Formation and degradation of urea derivatives in the azide method of peptide synthesis. Part 1. The curtius rearrangement and urea formation
Abstract
The azide method of peptide synthesis (R1CON3+ R2NH2→ R1CO·NHR2) has been investigated with respect to the effect of reaction conditions especially on the formation of urea derivatives (R1NH·CO·NHR2) as side products. Z-Gly-Phe-N3 and H-Gly-OBut were used as model compounds for R1CON3 and R2NH2, respectively, and the rate of formation of peptide was compared with that of urea under various conditions. Peptide formation was estimated from the consumption of R2NH2 and urea formation by the extent of the rate-determining Curtius rearrangement (R1CON3→ R1NCO + N2).

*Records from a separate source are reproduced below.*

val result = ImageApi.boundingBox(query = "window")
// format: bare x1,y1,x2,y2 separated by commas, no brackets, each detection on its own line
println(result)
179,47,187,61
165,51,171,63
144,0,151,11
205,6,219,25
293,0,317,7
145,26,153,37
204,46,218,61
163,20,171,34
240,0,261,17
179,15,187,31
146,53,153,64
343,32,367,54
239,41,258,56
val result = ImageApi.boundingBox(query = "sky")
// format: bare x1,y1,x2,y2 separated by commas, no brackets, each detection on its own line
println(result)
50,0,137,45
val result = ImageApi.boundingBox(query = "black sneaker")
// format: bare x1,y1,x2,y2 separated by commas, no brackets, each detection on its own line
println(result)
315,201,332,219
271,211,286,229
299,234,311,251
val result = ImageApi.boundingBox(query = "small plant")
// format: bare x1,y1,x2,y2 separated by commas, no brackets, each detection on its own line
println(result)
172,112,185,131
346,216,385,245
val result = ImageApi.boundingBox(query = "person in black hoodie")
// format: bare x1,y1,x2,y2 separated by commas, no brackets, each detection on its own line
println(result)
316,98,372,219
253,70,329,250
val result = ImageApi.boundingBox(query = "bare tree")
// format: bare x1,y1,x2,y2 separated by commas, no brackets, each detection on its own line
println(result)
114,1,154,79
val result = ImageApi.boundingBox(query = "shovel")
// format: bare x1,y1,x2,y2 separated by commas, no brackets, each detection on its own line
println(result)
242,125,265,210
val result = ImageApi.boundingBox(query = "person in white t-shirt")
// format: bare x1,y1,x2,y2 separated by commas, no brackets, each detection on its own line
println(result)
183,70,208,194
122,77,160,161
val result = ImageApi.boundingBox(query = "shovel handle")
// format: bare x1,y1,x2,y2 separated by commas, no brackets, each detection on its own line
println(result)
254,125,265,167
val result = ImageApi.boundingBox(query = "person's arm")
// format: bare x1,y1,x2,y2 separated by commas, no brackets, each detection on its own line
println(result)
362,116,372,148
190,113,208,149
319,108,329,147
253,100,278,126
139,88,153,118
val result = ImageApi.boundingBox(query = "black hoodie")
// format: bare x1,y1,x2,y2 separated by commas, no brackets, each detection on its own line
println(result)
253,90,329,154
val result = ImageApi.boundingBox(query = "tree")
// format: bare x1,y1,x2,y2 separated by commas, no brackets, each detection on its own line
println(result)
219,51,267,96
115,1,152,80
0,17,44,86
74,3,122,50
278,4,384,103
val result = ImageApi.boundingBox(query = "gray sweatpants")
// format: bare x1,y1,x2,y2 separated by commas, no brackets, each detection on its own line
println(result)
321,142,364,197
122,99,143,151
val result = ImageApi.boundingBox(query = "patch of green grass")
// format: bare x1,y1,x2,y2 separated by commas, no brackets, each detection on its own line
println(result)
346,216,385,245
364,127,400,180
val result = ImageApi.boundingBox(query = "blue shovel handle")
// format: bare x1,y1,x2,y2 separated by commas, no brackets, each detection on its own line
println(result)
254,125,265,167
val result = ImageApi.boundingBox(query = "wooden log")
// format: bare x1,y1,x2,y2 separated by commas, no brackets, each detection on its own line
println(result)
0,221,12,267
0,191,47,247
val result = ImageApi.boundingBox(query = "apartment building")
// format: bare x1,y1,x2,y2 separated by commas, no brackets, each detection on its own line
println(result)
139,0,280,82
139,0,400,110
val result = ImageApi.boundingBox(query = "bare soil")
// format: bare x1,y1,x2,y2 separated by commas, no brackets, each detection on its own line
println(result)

Data have also been obtained for other azides and amines. The results show that the conditions currently used in azide couplings (ca. 0.1 M-solutions and 0–5 °C) are generally adequate for minimising the side reaction. On the other hand, some urea derivatives, including Boc-Gly-Tyr-Ser-NH·CH(CH2·CH2·SMe)·NH·CO-Glu(OBut)-His-Phe-Arg-Trp-Gly-OH (6) and Z-Lys(Boc)-Pro-Val-Gly-NH·CH-([CH2]4·NH-Boc)·NH·CO-Lys(Boc)-Arg-Arg-NH2(5) can be synthesised from R1NCO and R2NH2. These ureas have been compared with the corresponding peptides in terms of chromatographic behaviour; the results suggest that when R1and R2are fairly large and complex as in (5) and (6) the separation of peptide from urea will present considerable difficulties.